Wednesday, February 27, 2013

Sparks The Graphic Novel – A Review


Sparks the movie is opening soon, you have to click on this link and check out the movie site and the trailer. A true independent movie that by all accounts and from every trailer I have watched the damn thing is killer. Alan Moore and Frank Miller are credited with making super heroes into a darker and grittier version of the genre. Some say they changed the industry forever, for good or ill, and comics become the domain of an older crowd forever leaving behind the 8-12 year old boy audience. What this graphic novel did and what the movie does is marry the film noir genre with the super hero ideal.

I have been fortunate enough to have become email friends with the creator of Sparks, Christopher Folino, I have also had the chance to do an interview with Chris, William Katt the executive producer and JM Ringuet who did the bulk of the artwork for the graphic novel.

The history of this project is almost as fascinating as the film. It was a comic book that never made it to the end of the mini-series. Next it was a motion comic and for my money the only motion comic I ever saw that had a true feeling of making the book come alive with a cinematic flair. Finally the movie has been made and the graphic novel has been completed.

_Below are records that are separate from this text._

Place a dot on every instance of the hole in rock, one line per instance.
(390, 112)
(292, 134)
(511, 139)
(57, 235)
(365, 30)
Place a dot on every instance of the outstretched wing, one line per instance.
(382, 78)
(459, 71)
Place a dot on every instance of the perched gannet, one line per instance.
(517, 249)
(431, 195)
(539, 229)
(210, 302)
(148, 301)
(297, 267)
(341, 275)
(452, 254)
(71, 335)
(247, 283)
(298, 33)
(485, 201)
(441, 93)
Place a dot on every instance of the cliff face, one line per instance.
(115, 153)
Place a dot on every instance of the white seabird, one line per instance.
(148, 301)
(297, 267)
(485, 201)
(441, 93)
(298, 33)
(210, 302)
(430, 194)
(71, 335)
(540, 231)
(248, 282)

Call your comic store and demand they carry it or hunt it down on Ebay or do whatever you need to do to get this story or click on this link. The movie may never make it to a wide release so set up the searches to await the DVD, the story is that good.

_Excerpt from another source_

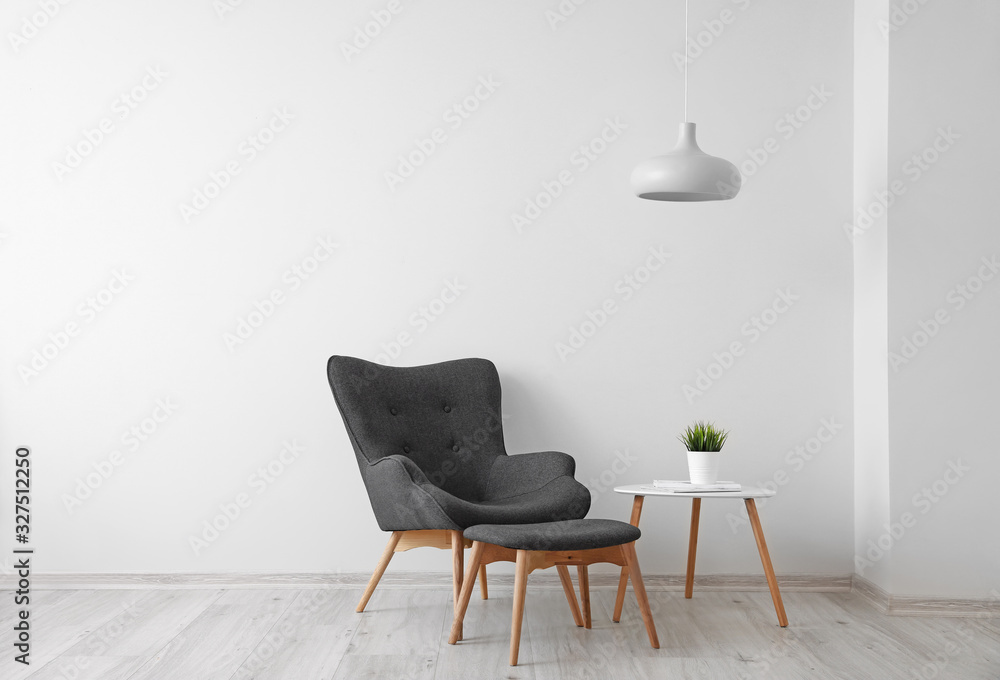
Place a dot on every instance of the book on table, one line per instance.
(683, 486)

I hate to do a review where I rehash the plot and bore you to tears, but it is a story of love, death, destruction and redemption.  I love it because it uses all the great elements of film noir and then adds a twist by giving us a golden age type of super hero being the focus of the story. One of my favorite scenes is where Sparks walks into the police station and he says “he wants to report his murder”. A cliché to be sure, but well done it is not about the cliché it is putting a story around it that makes the cliché a great element of the story.

The story unfold and we get the origin of Sparks, the tough start, the move to the big city, the meeting of the love of his life and then it begins to unravel. We have a great bad guy, we have the man who pulls Sparks out of the depths of despair and gives him a life again. We have betrayals, double crosses, additional reveals and the layers of this onion are peeled back. You have to pay attention to the story and sometimes I had to flip back and forth and say “wait a minute wasn’t so and so doing this and not that”. That’s what I love about it, it is a rich story that is both complex and full or twists and turns and it is also a simple story of someone trying to be the hero and of course against all odds he ….well that would be telling.   

I’m not going to lie I have been a fan of this material for a long time and I’m almost giddy to see it has come to full life as a graphic novel and the movie; I can’t wait to see the entire movie. I’m also thrilled to see the story completed as a graphic novel. Now due to various and at this time unimportant reasons the art was completed by Tyler Endicott. Tyler did a good job, but the different artists are not my preference for how a graphic novel should be done. It is not a negative as much as it is an observation. Also the final cut had some differences from what I read a few years back and while I was a little taken aback, I believe the changes are for the best as a graphic novel is a different animal from a serialized format. One of the biggest problems this industry has is often presenting stories which work collected as chapters in a monthly book. Few writers appreciate that a monthly book is not a graphic novel. Christopher has shown great respect and intelligence in approaching every method of presenting the story in a fashion that best suits the medium he is presenting it in. The comic is different from the motion comic which is different from the graphic novel which is different from the movie. I’m looking forward to the musical.

If you couldn’t tell I think Sparks is worth checking out as both a graphic novel and a movie. My biggest hope is this movie gets enough traction to open in a lot of theatres as I want people to see that the super hero genre can be used in conjuncture with other types of story other then the straight super hero stuff Iron Man, Avengers and the rest are giving us. Again not knocking that material, I love it, but this story is just as cool in its own way.